RQ 2: Is there a gender gap? If so, what factors affect it?
Next we wanted to test for a gender gap. We first created a faceted bar plot on gender to explore how relationship status and race can effect wages.
We can see from the graph that relationship status does effect the size of the gender gap as some of the distributions are significantly different. This strongly suggests the existence of a wage gap for the largest groups (not-in-family, unmarried, and married). However, the different proportions between the groups implies that the relationship status of men and women the wage gap can change this gap.
To explore a different dimension, we looked at how race and sex interacted to determine income. We created the mosaic plot below:
From the mosaic plot it seems that race does affect the gender (wage) gap as there are many Pearson residuals with large magnitudes (> 4). White males are over-represented among individuals earning above 50K, while Black females are over-represented among those earning below 50K. These patterns suggest economic disparities linked to race and gender.
RQ 3: How does a native country affect income distribution?
To determine how one’s native country might affect their income, we first created a chloropleth plot plotting the proportion of incomes above $50,000 by native country.
The chloropleth plot suggests that most continents / geographical regions are a mixed bag of proportional incomes. Both Europe and Asia have high-income and low-income countries with little to no representation from Africa and the Middle East. The only consistently-colored continent is Central / South America with very low proportions of incomes above $50,000. This is surprising because we understand much of immigration from this region to be economically motivated, yet they still earn significantly less than most their counterparts from around the world. Perhaps this goes to show how dire the situaton was (in 1994) such that their incomes, despite being lower than $50,000, is still significantly higher than in their native country.
However, there are many other factors that could influence income, not least of which is education. To see how education and income interact with respect to native country, we created a scatterplot with notable countries labeled (i.e., countries with at least 70 reported incomes).
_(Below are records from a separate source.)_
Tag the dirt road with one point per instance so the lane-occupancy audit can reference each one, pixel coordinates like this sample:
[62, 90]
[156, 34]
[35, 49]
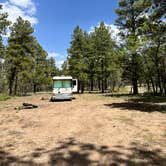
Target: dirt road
[90, 130]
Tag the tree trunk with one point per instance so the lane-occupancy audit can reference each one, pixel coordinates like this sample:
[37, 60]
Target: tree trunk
[99, 86]
[91, 84]
[82, 87]
[15, 87]
[102, 76]
[34, 88]
[135, 86]
[11, 81]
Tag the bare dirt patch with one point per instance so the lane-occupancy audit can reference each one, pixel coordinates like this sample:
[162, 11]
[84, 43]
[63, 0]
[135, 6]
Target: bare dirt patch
[90, 130]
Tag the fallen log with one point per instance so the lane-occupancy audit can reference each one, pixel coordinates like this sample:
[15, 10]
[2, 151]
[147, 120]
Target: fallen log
[26, 106]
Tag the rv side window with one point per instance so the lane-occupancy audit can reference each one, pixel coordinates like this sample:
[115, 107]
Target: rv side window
[74, 82]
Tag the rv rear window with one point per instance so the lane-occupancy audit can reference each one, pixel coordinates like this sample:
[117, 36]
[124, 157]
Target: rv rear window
[62, 84]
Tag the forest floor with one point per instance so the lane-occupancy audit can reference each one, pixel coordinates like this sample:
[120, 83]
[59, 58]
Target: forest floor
[91, 130]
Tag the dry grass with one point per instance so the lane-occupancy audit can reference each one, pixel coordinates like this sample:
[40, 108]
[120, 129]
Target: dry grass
[90, 130]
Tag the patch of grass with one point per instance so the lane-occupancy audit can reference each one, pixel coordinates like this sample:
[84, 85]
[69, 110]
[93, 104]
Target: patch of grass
[4, 97]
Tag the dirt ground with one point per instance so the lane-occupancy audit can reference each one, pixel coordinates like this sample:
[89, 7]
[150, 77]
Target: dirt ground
[90, 130]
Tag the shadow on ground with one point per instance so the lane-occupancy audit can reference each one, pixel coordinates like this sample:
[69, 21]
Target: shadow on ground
[144, 103]
[143, 107]
[72, 152]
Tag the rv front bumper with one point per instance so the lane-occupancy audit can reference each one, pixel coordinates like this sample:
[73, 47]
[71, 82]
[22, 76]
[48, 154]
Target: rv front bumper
[61, 97]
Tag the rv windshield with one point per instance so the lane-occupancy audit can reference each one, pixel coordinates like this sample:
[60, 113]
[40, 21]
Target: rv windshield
[62, 84]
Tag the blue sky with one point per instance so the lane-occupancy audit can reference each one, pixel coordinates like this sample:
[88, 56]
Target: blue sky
[54, 20]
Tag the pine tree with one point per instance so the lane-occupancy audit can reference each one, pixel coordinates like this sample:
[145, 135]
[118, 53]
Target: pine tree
[76, 57]
[129, 21]
[19, 53]
[102, 45]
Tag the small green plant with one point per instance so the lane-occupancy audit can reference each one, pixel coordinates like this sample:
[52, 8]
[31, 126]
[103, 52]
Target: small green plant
[4, 97]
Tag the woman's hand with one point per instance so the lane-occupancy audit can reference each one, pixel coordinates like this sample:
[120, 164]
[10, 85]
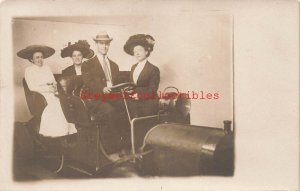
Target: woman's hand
[106, 90]
[52, 88]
Unsurprisingly, we see a strong positive correlation between education score (higher is better) and proportions of income > $50,000. We see that the Central / South American countries are in the bottom left quadrant of the scatterplot, suggesting education levels could explain a lot of this pattern we identified.
Conclusion
In this project, we examined the 1994 US Census Income dataset to explore how quantitative traits, gender, and native country relate to income disparities. Our analysis showed that while variables like education and capital gains influence income, they do not distinctly separate individuals into income brackets on their own. Gender gaps were evident across most relationship types, with additional disparities emerging along racial lines—particularly disadvantaging Black women. Country of origin also played a significant role, with immigrants from Central and South America earning lower incomes on average, a trend that appears tied to lower education levels. Together, these findings underscore how income inequality in 1994 reflected intersecting demographic and geographic factors, suggesting both individual and systemic influences on economic outcomes. Future work in the area could view how these factors have changed in incomes within the United States for example through more recent census reports. Another route could be to do deeper analysis using continuous income data instead of bucketed data around $50,000.